The Manifold Program: From Cultural Fibers to Synthetic Intelligence

We propose a research program, in the tradition of the Erlangen and Hilbert programs, to unify three ongoing developments: the geometric turn in deep learning, the emergence of neural manifolds as the operative language of cognitive neuroscience, and the growing availability of high-dimensional representations of cultural artifacts. The central hypothesis is that cognition is best modeled not as a single shared embedding space, but as a fiber bundle: a base manifold of general cognitive function with modality-specific fibers (literary, musical, visual) attached above it. Within this structure, memory, reasoning, and association correspond to three mathematically distinct geometric objects: localization in a potential landscape, geodesic flow on the base, and parallel transport between fibers. The program's methodological commitment is to reconstruct the geometry of transitions rather than to analyze static representations. It proposes seven measurable signatures of a cultural school's transition geometry, hypothesizes that three well-documented literary movements (Imagism, high-modernist stream of consciousness, the Beat Generation) occupy distinct dynamical regimes on the English-language literary fiber, and outlines how the same structure extends to music and visual art.

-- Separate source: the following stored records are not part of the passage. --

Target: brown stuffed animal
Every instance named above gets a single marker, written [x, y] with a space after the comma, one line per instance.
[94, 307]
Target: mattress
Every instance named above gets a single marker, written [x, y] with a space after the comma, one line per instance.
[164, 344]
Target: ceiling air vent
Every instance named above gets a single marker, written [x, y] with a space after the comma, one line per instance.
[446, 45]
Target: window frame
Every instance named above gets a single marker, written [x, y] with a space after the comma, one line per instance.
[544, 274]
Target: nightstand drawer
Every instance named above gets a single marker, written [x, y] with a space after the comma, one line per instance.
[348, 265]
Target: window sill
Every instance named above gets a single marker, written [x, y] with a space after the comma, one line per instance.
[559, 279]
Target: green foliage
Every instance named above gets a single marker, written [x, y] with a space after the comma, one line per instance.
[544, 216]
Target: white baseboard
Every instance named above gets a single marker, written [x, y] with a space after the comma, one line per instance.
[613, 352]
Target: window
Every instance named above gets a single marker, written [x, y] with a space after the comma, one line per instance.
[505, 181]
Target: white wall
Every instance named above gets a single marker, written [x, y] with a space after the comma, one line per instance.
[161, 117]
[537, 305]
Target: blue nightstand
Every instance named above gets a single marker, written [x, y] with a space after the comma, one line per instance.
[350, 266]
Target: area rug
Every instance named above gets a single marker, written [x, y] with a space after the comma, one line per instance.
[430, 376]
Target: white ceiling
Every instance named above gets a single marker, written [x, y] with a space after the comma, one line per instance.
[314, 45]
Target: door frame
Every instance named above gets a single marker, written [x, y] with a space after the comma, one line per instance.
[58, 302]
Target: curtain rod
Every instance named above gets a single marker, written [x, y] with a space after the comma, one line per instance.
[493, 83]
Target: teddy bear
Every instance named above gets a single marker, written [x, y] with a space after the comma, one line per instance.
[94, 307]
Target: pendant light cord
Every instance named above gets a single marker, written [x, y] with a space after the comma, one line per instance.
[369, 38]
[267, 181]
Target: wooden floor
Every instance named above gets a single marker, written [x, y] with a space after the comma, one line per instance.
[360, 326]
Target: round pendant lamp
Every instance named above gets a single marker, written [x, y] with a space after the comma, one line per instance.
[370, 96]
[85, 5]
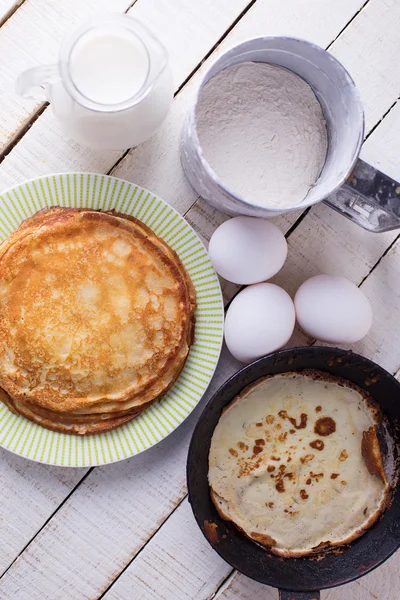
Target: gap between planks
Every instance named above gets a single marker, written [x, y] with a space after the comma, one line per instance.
[21, 133]
[11, 11]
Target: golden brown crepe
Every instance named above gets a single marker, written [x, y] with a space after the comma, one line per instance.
[295, 463]
[97, 318]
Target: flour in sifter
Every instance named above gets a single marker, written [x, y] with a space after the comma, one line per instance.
[263, 132]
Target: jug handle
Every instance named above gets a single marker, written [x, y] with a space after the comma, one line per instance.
[34, 83]
[369, 198]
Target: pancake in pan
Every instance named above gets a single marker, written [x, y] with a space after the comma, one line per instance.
[296, 465]
[96, 319]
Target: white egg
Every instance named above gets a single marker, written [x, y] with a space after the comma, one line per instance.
[246, 250]
[332, 309]
[259, 320]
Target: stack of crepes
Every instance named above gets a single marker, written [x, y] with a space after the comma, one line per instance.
[96, 319]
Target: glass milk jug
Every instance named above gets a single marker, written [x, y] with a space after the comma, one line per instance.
[112, 86]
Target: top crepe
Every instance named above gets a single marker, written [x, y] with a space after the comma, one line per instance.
[96, 319]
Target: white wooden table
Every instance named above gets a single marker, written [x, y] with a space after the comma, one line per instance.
[125, 531]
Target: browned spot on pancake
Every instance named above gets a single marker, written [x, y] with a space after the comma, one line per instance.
[303, 421]
[371, 454]
[317, 445]
[211, 531]
[263, 538]
[292, 513]
[324, 426]
[307, 458]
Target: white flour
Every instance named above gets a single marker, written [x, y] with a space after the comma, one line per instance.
[262, 131]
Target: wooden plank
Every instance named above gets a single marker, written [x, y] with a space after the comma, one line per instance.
[19, 526]
[354, 256]
[145, 161]
[193, 28]
[7, 8]
[160, 570]
[257, 16]
[31, 37]
[44, 562]
[45, 148]
[106, 521]
[30, 493]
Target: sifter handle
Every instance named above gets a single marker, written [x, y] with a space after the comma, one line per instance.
[369, 198]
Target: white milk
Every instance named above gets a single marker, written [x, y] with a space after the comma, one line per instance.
[109, 69]
[111, 88]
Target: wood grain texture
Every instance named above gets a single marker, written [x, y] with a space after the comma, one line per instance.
[188, 29]
[15, 537]
[113, 513]
[46, 149]
[29, 494]
[31, 37]
[7, 8]
[107, 520]
[160, 570]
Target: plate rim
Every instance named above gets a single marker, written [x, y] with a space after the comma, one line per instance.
[218, 350]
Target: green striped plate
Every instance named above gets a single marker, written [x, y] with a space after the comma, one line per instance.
[102, 192]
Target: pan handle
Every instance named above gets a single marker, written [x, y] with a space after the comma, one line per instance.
[298, 595]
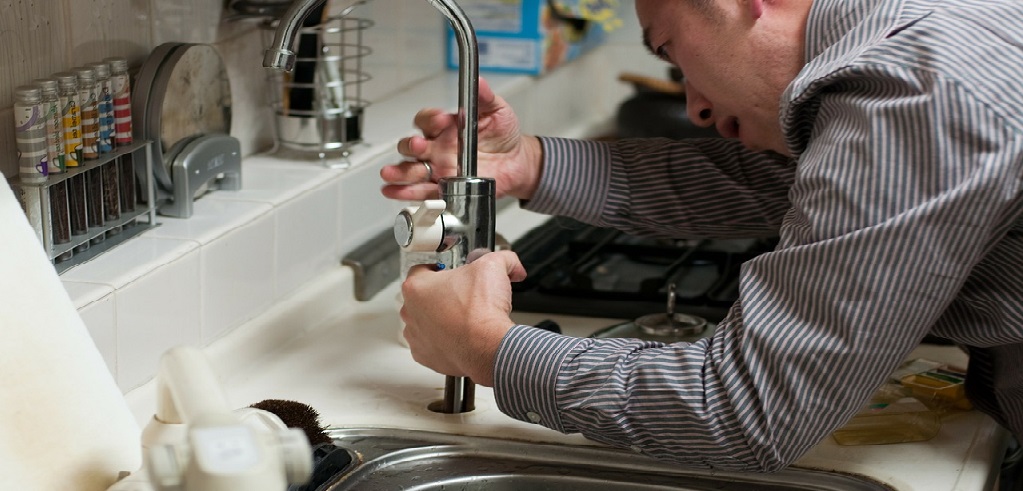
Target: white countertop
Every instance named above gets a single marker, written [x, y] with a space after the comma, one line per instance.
[343, 357]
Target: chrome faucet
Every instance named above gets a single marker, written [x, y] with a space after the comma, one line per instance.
[462, 220]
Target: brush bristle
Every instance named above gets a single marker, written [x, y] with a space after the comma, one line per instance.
[297, 414]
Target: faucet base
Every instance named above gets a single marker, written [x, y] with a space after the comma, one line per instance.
[459, 396]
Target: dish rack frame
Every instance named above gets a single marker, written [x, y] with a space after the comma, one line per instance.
[35, 199]
[334, 124]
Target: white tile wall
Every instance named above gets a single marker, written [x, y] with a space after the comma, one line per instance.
[190, 281]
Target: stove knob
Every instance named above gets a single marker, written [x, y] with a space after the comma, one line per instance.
[420, 229]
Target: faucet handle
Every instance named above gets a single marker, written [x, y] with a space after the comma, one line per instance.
[420, 229]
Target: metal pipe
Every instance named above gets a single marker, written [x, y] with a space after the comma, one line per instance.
[470, 199]
[280, 55]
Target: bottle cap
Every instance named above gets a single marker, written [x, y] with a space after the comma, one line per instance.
[67, 80]
[28, 93]
[102, 70]
[47, 86]
[86, 75]
[118, 64]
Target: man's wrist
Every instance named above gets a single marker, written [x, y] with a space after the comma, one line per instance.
[485, 347]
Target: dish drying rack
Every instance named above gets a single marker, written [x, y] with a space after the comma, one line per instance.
[67, 249]
[318, 107]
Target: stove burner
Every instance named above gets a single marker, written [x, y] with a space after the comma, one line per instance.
[579, 269]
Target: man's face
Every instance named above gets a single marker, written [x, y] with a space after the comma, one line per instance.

The mathematical core rests on three already-mature pillars: information geometry, non-equilibrium statistical mechanics, and gauge/bundle theory. The program also carries direct implications for next-generation AI design, diagnosing several limitations of current multimodal systems as consequences of flattening the fiber structure into a shared embedding space. This is a research-program proposal, in the tradition of Erlangen-style manifestos: it sketches a framework, states its testable predictions, and invites collaboration across physics, neuroscience, computational humanities, and AI architecture.